Today, we want to obtain the exact geographic coordinates (latitude and longitude) for all the heritage sites in the Hudson Valley. The Hudson River Valley Heritage Area website provides this information in the form of site names and addresses. Our goal is to convert those addresses into precise coordinates.

First, you can build an Alteryx workflow like the one shown below to scrape data on the names and addresses of all heritage sites across the website’s pages.

Once that is complete, you will have a dataset like the one shown below, which you can then save as a CSV file.

Now here’s the cool part: once you have a specific address like this, you can actually obtain the latitude and longitude quite easily using a Python geocoding library such as geopy.
Note: I am using Google Colab, and the file is uploaded directly into the runtime.

The code above takes a street address and returns the latitude and longitude for that location.
More specifically, the code sends a request to the Nominatim server, which searches OpenStreetMap data and returns the corresponding coordinates. If OpenStreetMap sounds familiar, that’s because it is also used by Tableau for its mapping functionality.

You can see that the output closely matches the coordinates you would find on Google Maps, which is a helpful way to confirm that everything is working correctly.
In this example, we tested the code using the address for Albany City Hall, and now that we know it is working, the next step is to scale the process. The goal is to iterate through the full list of heritage sites and generate coordinates for each one.
In the code below, we loop through the table we created in Alteryx and retrieve the coordinates for each address.

The output is shown below, and you can see that there are some null values in the coordinates.

You can see below that 21 of the 104 addresses was not found using geopy.

Let’s take a closer look at the addresses where geopy was unable to find the coordinates.

You can see where geopy couldn’t find the coordinates, which highlights one of the limitations of this approach. This typically happens when addresses are incomplete, inconsistently formatted, or not recognized by the geocoding service. It can also occur if the location is too vague or missing from OpenStreetMap’s dataset.
For example, take the address for Bear Mountain State Park: “Route 9W North, Bear Mountain, NY 10911.” When searching this in Google Maps, you may notice that Google sometimes displays a slightly different or more standardized version of the address. This is normal, as Google often cleans and standardizes location data using multiple sources, and it may prioritize the most recognized or precise geographic representation of the site rather than the exact input format.

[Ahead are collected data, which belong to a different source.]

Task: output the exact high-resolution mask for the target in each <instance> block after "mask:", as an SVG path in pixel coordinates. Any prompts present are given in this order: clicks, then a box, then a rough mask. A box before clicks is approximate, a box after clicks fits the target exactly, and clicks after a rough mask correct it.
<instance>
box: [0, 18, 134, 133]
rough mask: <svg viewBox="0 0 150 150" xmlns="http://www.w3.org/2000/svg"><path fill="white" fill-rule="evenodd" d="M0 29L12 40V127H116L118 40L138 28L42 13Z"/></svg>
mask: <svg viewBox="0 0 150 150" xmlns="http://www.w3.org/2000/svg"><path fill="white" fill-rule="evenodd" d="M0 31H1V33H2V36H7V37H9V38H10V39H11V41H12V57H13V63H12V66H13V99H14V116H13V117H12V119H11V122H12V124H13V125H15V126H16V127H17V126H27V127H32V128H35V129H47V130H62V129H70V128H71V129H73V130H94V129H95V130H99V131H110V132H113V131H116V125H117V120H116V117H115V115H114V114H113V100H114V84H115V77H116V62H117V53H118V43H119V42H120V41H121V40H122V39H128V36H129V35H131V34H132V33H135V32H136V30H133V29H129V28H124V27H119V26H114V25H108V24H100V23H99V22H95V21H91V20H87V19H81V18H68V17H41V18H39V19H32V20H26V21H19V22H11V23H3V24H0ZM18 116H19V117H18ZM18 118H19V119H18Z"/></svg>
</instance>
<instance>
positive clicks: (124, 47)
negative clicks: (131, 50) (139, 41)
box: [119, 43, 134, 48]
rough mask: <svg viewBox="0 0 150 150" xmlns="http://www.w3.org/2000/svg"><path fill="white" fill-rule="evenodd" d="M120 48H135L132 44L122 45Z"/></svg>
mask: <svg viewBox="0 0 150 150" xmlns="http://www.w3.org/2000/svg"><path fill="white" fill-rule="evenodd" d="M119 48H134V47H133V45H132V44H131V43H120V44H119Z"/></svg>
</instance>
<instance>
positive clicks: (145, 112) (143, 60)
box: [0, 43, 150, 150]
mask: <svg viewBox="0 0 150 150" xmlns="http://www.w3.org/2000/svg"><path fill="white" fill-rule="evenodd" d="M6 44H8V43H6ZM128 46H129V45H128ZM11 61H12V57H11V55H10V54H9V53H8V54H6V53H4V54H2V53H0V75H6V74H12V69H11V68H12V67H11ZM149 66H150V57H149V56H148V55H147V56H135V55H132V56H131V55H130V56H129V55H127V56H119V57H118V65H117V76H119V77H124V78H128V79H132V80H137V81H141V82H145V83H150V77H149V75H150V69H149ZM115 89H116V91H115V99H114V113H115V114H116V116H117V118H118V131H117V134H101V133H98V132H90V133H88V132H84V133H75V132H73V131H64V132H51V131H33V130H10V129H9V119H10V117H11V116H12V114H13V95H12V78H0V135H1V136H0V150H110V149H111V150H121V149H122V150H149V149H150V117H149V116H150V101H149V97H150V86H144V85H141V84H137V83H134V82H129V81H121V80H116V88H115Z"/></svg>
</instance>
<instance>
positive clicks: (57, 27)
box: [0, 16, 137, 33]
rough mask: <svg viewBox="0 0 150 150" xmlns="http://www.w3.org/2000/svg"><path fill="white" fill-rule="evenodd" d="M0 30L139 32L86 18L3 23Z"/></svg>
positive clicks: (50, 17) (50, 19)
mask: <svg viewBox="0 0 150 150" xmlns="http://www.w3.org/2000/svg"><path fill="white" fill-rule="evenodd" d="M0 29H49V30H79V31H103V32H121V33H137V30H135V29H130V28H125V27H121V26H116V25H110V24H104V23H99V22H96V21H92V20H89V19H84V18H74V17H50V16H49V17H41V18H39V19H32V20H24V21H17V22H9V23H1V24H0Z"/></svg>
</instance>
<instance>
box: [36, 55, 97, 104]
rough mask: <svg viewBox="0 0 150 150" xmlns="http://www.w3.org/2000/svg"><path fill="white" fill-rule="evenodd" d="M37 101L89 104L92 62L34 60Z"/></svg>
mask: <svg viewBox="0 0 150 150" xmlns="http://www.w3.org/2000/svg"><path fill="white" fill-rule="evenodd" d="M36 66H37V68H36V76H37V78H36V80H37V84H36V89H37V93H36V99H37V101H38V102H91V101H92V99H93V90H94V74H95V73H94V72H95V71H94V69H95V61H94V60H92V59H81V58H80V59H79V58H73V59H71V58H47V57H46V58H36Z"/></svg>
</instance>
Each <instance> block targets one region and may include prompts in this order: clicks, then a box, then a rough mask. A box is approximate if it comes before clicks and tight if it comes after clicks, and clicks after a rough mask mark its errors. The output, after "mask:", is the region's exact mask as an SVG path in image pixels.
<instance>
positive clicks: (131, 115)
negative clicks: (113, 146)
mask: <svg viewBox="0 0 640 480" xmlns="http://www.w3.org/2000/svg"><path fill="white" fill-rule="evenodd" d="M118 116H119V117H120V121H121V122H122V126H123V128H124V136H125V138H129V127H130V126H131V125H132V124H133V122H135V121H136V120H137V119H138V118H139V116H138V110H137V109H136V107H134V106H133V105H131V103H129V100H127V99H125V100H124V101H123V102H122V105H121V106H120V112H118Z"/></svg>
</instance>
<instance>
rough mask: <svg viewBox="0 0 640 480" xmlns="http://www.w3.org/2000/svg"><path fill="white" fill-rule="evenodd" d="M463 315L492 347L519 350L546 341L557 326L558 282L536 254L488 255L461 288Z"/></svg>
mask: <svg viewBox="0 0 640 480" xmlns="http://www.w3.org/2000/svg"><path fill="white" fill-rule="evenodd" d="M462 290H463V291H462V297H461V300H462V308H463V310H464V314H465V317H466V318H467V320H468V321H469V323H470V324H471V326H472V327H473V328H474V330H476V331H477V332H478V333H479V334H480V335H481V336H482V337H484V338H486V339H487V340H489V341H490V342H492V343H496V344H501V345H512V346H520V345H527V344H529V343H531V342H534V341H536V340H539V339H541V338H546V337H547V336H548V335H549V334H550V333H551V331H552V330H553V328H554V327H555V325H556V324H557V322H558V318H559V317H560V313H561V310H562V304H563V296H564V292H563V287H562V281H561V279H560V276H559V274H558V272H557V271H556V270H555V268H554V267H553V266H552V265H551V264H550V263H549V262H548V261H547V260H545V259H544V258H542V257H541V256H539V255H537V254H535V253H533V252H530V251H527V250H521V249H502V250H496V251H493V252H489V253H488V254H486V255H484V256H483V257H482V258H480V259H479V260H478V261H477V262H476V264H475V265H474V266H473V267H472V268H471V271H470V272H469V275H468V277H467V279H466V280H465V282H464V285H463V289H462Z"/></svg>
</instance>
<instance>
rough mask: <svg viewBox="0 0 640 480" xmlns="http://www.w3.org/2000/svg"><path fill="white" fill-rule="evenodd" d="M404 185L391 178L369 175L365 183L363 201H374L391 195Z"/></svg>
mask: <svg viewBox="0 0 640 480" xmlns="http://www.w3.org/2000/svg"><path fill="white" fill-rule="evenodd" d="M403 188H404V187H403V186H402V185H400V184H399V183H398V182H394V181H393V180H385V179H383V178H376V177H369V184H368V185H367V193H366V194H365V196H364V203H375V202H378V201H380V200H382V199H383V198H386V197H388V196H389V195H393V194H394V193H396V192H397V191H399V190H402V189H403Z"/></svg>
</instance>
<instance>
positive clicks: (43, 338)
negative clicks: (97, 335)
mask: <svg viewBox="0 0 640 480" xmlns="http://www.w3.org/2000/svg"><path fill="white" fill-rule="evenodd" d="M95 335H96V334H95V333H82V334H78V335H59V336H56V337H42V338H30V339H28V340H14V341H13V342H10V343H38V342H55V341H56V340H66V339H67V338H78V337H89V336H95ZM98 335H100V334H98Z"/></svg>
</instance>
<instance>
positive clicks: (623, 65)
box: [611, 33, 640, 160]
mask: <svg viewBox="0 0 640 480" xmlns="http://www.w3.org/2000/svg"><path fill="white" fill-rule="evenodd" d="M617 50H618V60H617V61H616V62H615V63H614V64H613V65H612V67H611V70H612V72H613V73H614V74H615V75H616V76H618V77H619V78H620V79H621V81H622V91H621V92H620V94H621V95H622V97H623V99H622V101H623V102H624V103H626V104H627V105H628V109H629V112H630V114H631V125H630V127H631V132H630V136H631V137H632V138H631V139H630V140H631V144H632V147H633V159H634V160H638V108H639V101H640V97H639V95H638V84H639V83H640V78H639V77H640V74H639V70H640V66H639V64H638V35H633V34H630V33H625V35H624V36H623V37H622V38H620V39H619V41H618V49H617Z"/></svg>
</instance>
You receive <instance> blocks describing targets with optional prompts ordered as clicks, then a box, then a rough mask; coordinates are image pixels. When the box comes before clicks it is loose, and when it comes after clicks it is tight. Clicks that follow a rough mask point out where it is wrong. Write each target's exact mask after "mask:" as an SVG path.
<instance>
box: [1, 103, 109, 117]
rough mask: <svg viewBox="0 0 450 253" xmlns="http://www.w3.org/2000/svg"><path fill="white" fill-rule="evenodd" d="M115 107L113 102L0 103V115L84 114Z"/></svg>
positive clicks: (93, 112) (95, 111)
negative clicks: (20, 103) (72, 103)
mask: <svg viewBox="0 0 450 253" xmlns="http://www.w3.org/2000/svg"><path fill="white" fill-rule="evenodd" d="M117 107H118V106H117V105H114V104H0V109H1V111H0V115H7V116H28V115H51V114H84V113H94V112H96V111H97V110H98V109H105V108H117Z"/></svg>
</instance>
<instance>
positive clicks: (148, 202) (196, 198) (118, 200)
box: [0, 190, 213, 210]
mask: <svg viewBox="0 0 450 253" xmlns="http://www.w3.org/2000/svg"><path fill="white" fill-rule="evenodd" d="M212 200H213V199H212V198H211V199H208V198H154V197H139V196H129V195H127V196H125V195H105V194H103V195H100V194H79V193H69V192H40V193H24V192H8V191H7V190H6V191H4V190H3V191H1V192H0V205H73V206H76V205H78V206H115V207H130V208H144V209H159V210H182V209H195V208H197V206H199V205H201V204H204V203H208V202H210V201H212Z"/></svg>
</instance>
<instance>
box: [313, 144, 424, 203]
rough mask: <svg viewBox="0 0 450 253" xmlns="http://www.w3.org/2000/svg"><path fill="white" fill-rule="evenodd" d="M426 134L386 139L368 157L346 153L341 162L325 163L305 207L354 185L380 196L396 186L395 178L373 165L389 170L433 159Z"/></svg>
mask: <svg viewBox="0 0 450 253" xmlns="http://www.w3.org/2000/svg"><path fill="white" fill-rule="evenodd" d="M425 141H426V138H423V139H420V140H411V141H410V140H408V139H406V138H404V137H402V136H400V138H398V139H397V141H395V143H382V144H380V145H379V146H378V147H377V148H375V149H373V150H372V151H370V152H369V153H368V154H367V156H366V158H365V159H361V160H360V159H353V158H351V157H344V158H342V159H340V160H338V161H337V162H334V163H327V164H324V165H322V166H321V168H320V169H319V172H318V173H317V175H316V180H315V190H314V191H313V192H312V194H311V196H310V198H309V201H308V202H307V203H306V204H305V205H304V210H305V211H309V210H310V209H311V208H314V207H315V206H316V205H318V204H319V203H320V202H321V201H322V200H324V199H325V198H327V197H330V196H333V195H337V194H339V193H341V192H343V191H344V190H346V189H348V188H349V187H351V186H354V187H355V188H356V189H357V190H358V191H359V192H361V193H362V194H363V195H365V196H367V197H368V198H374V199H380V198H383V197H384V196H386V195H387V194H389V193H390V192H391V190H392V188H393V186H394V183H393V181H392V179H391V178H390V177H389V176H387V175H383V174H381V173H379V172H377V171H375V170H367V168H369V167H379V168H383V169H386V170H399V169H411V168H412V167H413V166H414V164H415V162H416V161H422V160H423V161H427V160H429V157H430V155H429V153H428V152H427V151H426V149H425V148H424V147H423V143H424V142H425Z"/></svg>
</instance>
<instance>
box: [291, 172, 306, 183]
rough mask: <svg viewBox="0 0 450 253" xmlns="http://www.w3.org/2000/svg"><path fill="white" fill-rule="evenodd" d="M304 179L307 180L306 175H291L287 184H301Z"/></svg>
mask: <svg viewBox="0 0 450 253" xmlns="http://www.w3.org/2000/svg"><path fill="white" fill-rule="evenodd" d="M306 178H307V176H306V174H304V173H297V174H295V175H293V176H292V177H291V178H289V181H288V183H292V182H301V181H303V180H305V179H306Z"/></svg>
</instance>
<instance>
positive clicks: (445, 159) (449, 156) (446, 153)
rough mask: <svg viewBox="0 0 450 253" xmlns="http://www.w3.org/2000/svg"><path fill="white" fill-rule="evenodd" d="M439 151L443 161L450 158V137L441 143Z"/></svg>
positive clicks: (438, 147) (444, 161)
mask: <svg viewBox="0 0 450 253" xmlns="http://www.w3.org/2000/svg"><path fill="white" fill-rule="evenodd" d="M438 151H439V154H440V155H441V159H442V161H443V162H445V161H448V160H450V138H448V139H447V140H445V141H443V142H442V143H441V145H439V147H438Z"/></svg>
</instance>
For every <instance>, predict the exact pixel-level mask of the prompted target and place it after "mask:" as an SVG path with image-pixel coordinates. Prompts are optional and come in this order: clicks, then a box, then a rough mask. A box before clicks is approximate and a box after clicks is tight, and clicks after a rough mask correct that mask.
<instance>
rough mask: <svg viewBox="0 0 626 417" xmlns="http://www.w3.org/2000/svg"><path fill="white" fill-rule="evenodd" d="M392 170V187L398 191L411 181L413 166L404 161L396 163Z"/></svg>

In contrast, geopy—when used with the Nominatim service—relies on OpenStreetMap data, which does not perform the same level of advanced address interpretation or correction. This means it does not “search the web” in the way Google does, but instead matches the input directly against existing map data. As a result, it is less forgiving of ambiguous or inconsistently formatted addresses, which can lead to missing or null coordinates.
If you want to improve matching rates, a more robust geocoding service such as the Google Maps API can be better at interpreting and standardizing imperfect address inputs, although it may come with usage costs. For this analysis, we will not go into how to obtain perfectly standardized addresses, but that is typically a data-cleaning step required for some entries.
Once you obtain the coordinates, you can export the table like below.

And now the dataset is ready to be plotted in Tableau!
One additional step to address the missing rows is to use zip codes as a fallback, which was part of the original addresses. Tableau can recognize and geocode zip codes directly, we can extract the zip code from the address field and use it as an alternative location point for records where latitude and longitude are missing. This helps reduce data loss and ensures that more heritage sites can still be represented spatially, even if their full street address could not be geocoded.
You can do this directly in Tableau by creating a calculated field to extract the zipcode from the address field, as shown below.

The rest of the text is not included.